The bank is working on several fronts to combat corruption, Zoellick said, by promoting “doing business” practices that would eliminate opportunities for graft, developing a working group across regions within the bank, working to recover stolen assets and talking with government ministers about the problem. “Our role is not just to catch corruption, our role is to prevent it. The people who suffer the most are the poor,because they lose out to those with power who can steal,” he told Emerging Markets.

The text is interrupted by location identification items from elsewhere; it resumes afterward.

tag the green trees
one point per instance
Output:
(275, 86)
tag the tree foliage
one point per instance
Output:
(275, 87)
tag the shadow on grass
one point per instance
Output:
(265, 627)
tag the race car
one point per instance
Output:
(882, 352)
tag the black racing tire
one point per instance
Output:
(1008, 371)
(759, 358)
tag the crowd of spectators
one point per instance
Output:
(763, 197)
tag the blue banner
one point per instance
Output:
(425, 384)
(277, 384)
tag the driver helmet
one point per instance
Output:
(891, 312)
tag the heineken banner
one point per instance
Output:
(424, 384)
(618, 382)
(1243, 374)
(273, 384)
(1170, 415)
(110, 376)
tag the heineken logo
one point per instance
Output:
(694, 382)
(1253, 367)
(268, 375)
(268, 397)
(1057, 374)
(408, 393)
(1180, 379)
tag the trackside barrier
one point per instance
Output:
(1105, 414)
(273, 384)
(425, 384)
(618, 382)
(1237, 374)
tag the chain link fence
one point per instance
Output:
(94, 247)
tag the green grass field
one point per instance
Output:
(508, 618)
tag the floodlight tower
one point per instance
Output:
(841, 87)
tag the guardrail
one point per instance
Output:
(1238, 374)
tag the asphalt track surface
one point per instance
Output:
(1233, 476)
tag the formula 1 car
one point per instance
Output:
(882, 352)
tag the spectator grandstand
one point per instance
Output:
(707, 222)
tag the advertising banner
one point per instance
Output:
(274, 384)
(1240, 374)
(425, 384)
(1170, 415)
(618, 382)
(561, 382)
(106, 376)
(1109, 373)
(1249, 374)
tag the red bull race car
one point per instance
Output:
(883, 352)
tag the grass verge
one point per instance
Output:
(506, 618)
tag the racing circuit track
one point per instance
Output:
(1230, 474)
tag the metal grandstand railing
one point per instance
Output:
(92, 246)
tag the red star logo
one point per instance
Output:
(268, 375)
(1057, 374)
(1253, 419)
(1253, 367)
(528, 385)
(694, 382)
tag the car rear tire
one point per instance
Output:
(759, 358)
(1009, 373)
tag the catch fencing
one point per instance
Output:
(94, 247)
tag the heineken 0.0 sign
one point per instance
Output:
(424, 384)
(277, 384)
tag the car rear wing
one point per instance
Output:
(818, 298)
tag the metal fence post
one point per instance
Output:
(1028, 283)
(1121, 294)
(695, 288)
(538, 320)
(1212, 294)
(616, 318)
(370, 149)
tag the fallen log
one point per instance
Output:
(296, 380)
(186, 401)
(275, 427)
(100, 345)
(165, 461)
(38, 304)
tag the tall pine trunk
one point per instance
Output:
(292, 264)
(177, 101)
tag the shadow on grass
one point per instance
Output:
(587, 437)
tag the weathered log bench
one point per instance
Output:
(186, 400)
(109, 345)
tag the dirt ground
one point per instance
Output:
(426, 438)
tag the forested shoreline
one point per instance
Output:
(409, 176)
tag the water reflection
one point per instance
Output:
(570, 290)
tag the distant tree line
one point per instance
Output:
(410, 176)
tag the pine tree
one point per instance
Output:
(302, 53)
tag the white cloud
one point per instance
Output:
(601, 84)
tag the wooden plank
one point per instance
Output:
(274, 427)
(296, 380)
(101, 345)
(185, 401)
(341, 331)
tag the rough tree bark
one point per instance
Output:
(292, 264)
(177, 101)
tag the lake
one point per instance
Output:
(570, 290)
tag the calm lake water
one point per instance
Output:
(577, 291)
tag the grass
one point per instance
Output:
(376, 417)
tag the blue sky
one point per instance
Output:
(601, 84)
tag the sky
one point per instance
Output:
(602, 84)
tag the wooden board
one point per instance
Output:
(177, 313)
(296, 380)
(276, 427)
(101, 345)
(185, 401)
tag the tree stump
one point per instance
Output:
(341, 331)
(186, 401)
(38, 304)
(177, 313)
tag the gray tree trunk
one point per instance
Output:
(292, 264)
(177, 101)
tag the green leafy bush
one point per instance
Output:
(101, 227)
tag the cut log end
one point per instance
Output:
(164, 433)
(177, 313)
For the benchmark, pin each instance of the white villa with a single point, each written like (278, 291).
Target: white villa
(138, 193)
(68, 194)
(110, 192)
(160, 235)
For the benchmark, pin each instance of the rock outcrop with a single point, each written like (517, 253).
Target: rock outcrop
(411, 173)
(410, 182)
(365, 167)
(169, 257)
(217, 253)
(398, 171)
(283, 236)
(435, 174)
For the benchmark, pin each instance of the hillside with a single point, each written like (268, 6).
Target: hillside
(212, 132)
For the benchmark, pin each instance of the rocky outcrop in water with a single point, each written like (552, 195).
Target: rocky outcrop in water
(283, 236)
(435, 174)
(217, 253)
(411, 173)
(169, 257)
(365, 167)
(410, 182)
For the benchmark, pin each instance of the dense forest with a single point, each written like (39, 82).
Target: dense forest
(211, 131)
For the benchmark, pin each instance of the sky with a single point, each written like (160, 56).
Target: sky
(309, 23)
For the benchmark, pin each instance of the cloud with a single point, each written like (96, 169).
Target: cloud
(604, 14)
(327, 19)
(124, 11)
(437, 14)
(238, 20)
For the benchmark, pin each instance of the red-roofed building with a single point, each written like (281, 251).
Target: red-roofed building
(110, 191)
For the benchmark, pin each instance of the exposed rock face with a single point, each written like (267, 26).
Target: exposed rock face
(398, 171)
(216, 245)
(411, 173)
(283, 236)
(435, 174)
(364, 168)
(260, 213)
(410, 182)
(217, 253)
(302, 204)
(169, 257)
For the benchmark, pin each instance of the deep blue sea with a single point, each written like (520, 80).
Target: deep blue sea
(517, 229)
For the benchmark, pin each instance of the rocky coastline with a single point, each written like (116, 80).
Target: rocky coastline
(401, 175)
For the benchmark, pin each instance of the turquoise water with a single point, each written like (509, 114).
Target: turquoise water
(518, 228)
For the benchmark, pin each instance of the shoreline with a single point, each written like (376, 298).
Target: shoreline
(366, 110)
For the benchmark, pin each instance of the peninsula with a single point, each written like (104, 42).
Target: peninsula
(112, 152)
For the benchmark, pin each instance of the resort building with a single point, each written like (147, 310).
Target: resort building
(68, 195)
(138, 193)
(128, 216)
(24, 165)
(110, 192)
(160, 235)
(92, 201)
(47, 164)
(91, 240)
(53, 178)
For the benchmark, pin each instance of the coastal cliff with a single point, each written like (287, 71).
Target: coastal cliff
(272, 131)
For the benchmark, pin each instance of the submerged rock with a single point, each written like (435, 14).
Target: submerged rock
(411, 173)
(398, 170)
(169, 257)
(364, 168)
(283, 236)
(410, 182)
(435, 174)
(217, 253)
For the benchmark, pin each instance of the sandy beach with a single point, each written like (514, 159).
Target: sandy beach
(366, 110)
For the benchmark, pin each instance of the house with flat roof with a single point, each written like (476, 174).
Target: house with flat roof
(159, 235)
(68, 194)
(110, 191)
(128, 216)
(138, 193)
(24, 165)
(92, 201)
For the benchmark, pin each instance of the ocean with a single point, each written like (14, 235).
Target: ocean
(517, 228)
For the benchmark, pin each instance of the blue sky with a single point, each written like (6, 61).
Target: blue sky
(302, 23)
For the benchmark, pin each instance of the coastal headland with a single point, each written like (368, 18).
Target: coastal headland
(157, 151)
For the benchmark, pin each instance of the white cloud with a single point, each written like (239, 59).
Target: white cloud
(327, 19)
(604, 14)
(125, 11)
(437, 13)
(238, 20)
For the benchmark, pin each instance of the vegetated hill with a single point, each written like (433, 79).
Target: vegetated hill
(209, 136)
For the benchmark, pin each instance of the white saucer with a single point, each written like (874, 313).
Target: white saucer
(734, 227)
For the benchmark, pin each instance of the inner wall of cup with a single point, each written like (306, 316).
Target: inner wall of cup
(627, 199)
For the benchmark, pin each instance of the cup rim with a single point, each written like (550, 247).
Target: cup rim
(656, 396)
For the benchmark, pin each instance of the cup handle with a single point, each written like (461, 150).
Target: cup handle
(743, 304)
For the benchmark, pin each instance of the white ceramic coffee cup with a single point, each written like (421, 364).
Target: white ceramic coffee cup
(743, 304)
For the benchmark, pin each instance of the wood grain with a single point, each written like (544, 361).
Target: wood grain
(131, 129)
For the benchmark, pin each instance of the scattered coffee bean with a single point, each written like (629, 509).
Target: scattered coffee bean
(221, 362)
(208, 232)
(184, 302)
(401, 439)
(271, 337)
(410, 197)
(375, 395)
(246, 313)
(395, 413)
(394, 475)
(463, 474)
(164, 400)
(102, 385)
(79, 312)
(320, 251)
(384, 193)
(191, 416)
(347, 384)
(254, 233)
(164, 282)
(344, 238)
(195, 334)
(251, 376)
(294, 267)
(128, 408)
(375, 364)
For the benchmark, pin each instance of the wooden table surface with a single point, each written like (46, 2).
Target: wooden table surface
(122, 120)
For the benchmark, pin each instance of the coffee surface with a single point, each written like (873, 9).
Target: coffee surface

Boosting staff morale is another of challenges Zoellick faces, after his predecessor Paul Wolfowitz was forced to resign in a prolonged scandal about bank hiring and salary practices. Zoellick is acting to energize the staff, he says. “The way to get an institution back on track is to focus on its mission and give people a lot of drive,” Zoellick said. “I’ve been very encouraged by staff response,” he added. The 24-member Development Committee, chaired by Agustin Carstens, finance minister of Mexico, gave Zoellick and the 10,000-strong Bank staff the mandate to concentrate their efforts on poverty reduction and other priorities outlined by Zoellick earlier this weekend.

Some committee members focused on the Bank’s responsibility towards middle income countries (MICs), to which Zoellick has pledged to pay more attention. Brazil’s finance minister Guido Mantega said at a news conference yesterday that economic growth in the MICs is lower than desired.

Concentration of income has intensified in most of 54 countries examined in a new survey. In only a few countries, Brazil included, has income distribution improved, he added, citing World Bank figures. On the other hand, the Bank was criticised by campaigners for failing to address its central goal of reducing poverty. The development committee deliberations offered “no concrete results that will lead to poverty reduction,” Oxfam International said in a statement yesterday.

Oxfam commended recapitalization of the International Development Association by Bank donors, but urged that donor countries should “use their money to leverage meaningful reform”. The Bank must stop attaching loan conditions that push for privatization and liberalisation, Oxfam urged.